ST. PETERSBURG, Fla. - The questions have been asked by many this week: If there are safety concerns regarding white supremacist Richard Spencer speaking on campus, then why allow it? And why are taxpayers paying for event security?
Since speaking during a Confederate monument rally in Charlottesville, Virginia, where a protester was killed, the University of Florida, Texas A&M University, Louisiana State University and Michigan State University blocked his speaking engagements, citing safety concerns.
Spencer threatened to sue.
Now, UF believes it legally has to let him speak.
University President Kent Fuchs cited the First Amendment and freedom of speech - regardless of how divisive it is.

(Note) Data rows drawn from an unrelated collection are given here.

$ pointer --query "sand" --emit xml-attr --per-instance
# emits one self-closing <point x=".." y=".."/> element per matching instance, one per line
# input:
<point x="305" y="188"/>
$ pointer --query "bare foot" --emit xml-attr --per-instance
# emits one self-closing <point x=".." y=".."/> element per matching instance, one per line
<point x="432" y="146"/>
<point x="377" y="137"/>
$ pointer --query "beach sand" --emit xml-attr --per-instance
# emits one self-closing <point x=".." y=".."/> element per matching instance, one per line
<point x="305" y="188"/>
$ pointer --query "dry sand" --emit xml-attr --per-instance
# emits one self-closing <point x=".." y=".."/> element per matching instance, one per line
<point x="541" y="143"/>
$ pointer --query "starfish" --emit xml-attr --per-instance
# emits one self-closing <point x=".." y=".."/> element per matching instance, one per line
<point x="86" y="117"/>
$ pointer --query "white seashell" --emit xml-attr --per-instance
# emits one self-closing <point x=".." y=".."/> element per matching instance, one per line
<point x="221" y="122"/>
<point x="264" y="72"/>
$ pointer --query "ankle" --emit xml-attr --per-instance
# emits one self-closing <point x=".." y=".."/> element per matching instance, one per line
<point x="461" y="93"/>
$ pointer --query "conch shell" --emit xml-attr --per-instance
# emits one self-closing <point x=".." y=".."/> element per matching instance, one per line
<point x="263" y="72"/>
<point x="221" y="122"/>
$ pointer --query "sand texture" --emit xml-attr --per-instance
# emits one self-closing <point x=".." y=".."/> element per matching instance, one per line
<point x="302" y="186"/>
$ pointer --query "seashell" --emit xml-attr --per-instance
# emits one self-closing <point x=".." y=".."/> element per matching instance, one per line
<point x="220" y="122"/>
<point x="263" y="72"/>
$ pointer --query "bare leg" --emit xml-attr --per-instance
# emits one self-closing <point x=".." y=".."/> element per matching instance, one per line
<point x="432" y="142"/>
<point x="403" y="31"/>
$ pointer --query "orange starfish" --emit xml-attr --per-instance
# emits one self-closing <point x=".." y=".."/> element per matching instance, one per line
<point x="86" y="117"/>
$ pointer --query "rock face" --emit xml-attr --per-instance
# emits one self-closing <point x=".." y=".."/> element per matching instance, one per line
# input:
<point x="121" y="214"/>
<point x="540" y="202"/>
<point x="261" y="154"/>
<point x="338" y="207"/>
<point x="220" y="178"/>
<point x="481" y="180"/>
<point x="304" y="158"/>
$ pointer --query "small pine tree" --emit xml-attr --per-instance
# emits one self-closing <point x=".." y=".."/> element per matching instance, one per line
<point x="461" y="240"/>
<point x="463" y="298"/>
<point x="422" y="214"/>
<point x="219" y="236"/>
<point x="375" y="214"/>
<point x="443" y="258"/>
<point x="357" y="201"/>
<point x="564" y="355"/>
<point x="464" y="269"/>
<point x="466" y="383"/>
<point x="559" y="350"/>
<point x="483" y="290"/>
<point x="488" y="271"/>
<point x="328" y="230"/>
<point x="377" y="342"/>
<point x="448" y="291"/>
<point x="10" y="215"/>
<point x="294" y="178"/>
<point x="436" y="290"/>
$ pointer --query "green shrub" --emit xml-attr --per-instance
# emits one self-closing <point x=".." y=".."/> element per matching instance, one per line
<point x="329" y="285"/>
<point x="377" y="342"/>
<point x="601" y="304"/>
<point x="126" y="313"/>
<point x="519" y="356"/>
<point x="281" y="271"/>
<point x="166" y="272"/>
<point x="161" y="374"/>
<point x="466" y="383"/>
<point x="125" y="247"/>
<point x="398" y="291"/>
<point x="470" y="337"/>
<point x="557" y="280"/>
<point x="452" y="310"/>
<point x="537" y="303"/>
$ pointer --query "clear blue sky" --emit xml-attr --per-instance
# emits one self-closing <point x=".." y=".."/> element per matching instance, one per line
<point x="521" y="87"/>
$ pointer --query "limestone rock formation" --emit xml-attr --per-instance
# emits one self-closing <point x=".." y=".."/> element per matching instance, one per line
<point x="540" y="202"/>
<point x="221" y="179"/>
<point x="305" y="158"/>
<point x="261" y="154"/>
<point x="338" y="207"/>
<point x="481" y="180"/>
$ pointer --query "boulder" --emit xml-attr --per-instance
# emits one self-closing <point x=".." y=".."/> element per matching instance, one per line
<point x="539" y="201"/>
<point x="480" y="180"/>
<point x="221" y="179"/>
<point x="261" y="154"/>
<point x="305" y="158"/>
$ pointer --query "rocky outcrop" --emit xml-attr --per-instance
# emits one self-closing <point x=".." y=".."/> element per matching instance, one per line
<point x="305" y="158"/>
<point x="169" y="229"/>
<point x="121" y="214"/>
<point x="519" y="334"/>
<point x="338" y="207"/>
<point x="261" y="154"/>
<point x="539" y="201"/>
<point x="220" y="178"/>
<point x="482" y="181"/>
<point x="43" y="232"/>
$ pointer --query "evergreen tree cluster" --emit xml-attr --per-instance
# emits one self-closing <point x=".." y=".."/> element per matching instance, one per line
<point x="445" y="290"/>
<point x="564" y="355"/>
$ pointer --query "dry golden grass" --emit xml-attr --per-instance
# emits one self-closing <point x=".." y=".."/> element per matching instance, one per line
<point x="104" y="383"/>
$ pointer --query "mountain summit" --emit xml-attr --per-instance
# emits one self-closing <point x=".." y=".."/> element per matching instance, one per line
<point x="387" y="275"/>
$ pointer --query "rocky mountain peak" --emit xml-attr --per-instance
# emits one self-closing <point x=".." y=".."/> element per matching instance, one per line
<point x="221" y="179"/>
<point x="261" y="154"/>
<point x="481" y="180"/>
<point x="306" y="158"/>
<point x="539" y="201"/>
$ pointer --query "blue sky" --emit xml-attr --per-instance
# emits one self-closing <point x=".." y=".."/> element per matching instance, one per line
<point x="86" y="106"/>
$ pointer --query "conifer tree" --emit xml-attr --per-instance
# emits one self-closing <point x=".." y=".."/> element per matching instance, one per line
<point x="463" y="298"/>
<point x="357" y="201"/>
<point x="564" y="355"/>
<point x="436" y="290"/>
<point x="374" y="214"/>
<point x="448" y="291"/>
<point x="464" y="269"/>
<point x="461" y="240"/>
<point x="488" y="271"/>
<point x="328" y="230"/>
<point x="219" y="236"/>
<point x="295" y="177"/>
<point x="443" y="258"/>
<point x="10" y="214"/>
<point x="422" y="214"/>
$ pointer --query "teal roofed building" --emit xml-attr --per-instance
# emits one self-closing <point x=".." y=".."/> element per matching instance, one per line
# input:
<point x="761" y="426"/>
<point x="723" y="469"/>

"UF is required by law to allow Mr. Spencer to speak on our campus and that we are not allowed to bill him for the full cost of keeping our campus safe," he said.
Security costs are expected to reach $500,000. Fuchs said more than 500 law enforcement officers will be on hand during Spencer's speech.
A Supreme Court decision prohibits a speaker paying the full security cost, for doing so could prevent the speech from happening.
No state entity, including a public university, can favor or deny a speaker based on what they have to say due to the First Amendment, constitutional law expert Louis Virelli said.
"The university is not permitted to deny him access to an otherwise public forum because to do so would be to choose one kind of speech over another or to be acting specifically against a particular message...which the First Amendment protects us against," he said.
Spencer's speaking event is scheduled for 2:30 p.m. to 4:30 p.m. Thursday at the Phillips Center for the Performing Arts at 3201 Hull Road in Gainesville, Florida.